+J.M.J.+

Photo Finish, or They Shoot Horses, Don't They?

By Miss Holly Maguire

Disclaimer:

See Part 1

By the following morning, he had it all figured out. He went to the Public Library to research poisoning rodents. Not that a horse was a big rat with the added feature of hooves, but he decided it would be a little too obvious if he smuggled a bottle of developing chemicals into the box stall, but it would look less suspicious if the stable grooms found the horse full of strychnine. His father had used that to kill the rats in the barn back home, though he'd gotten careless with it and swallowed some of it by a fortunate or unfortunate mistake, however you looked at it. The stable master at Burlington probably used it himself. Later that evening, he went to a hardware store out on the edge of town, closer to the small farms in the outlying areas, where they were more likely to stock it.

Of course the clerk found it a little odd that a well-dressed city slicker was buying rat bane, and a large amount of it at that, but Maguire fed him a line about having rats as big as horses in his basement.

Next day about noon, he turned in the morning's work: a botched burglary with a strapping Italian dame lambasting a skinny kid in his late 'teens, a safe that looked like a wrecking ball had hit it, police examining a panel cut out of the back door of a bank that had been robbed in the night.

"Hey, Maguire!" McGwin called out as they passed in the hallway.

For once he almost welcomed that grating yodel. "Hey, what?" he replied, pausing to let the shorter guy catch up.

"You got any idea where Cunningham got to?" McGwin asked.

"No. Last time I saw him was yesterday about noon when I bumped into him on my way out of Buchner's office. Why?"

"He didn't show up here this morning, and he ain't picking up his phone."

"Maybe he's got company and he couldn't leave," Maguire said with a grin he meant to be suggestive.

McGwin smirked. "Yeah, sounds about right, you bachelors." Relaxing his thin face, he added, "I need a photographer, though I doubt you'd be interested or willing to ride shotgun with me this evening."

"Why not? Spell it out, I might be able to fit it into the schedule."
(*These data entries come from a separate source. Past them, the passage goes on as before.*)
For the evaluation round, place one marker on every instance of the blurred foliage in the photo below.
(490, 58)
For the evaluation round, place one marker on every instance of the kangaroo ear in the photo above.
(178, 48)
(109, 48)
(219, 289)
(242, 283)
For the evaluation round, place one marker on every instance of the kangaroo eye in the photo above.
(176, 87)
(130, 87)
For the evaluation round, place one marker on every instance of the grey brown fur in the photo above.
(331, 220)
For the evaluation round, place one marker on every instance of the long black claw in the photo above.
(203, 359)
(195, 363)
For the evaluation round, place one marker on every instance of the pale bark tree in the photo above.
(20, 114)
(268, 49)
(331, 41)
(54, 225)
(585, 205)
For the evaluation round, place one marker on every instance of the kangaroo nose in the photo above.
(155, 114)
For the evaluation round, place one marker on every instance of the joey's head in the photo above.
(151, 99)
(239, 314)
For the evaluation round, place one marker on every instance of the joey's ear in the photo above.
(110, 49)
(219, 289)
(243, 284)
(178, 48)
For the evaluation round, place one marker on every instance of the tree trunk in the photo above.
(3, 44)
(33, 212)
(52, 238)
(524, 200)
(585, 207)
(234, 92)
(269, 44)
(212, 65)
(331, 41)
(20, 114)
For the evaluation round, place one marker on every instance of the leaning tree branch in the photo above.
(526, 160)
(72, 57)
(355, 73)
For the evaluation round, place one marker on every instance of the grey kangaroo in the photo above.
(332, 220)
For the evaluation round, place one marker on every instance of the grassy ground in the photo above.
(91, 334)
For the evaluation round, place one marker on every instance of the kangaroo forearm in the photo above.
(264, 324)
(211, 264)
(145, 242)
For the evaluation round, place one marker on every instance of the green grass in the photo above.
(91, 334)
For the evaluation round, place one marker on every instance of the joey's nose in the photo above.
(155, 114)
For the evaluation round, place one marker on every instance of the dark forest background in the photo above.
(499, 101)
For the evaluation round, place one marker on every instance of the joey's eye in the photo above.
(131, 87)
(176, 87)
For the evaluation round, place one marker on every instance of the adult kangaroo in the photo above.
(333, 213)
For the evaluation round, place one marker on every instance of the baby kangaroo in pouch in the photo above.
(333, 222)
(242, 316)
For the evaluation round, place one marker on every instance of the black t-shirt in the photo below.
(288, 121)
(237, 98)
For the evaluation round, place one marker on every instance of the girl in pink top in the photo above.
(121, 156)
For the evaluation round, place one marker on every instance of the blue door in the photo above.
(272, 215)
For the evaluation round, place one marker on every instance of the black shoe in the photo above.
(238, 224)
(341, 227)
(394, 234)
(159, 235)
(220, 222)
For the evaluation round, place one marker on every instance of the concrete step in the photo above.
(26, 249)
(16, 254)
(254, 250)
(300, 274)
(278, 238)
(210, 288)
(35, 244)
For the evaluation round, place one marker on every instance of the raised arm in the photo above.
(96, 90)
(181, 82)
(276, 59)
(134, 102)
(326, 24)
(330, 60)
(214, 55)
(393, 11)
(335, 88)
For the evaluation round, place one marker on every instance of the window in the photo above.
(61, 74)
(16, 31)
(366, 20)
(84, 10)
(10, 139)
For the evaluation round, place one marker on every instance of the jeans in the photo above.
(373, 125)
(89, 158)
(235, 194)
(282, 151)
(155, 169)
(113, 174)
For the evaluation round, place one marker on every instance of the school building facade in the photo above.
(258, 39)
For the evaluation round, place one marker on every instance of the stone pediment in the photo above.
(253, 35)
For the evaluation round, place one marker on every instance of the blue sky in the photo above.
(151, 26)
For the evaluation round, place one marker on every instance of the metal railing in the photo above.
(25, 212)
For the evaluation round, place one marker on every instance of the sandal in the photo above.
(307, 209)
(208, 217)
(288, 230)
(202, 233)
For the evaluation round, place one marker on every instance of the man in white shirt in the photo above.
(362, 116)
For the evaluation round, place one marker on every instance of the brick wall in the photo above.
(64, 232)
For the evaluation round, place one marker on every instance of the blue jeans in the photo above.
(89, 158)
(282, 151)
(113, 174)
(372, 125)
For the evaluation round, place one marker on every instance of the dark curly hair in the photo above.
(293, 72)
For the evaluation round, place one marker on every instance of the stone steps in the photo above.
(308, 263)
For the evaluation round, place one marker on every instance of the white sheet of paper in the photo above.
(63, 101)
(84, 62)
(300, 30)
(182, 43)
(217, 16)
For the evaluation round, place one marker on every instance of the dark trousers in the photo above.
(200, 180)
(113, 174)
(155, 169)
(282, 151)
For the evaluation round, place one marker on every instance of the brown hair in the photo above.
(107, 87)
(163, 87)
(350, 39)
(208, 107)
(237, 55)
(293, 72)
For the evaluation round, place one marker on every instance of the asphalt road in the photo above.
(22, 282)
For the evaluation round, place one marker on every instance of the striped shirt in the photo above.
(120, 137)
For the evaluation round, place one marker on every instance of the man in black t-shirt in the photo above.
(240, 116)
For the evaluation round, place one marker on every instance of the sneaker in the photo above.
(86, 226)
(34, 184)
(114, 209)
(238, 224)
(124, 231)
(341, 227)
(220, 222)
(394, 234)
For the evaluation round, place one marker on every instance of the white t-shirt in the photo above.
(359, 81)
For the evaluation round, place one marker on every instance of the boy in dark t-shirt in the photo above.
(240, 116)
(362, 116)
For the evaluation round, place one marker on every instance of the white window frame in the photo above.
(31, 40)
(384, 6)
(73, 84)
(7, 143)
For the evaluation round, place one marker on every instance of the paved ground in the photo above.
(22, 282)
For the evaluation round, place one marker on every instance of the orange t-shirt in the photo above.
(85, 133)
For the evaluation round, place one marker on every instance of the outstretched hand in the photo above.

McGwin shook his head, grinning almost fiendishly. "Nah, you wouldn't want it."

"C'mon, Jake, how can I know that if I don't know what it is."

"All right, Styne wants me to do a piece on Tawny Lightning for tomorrow's headline and he wants pictures. I haven't found anyone else to cover."

Maguire shrugged one shoulder, ignoring the needling in the back of his neck. "I could do it."

"Yeah, but don'tcha hate horses?"

"That doesn't mean I won't photograph 'em. Presses gotta keep rolling. What's an article about the stellar young pony everyone wants to bet on if there's no photo to go with it?"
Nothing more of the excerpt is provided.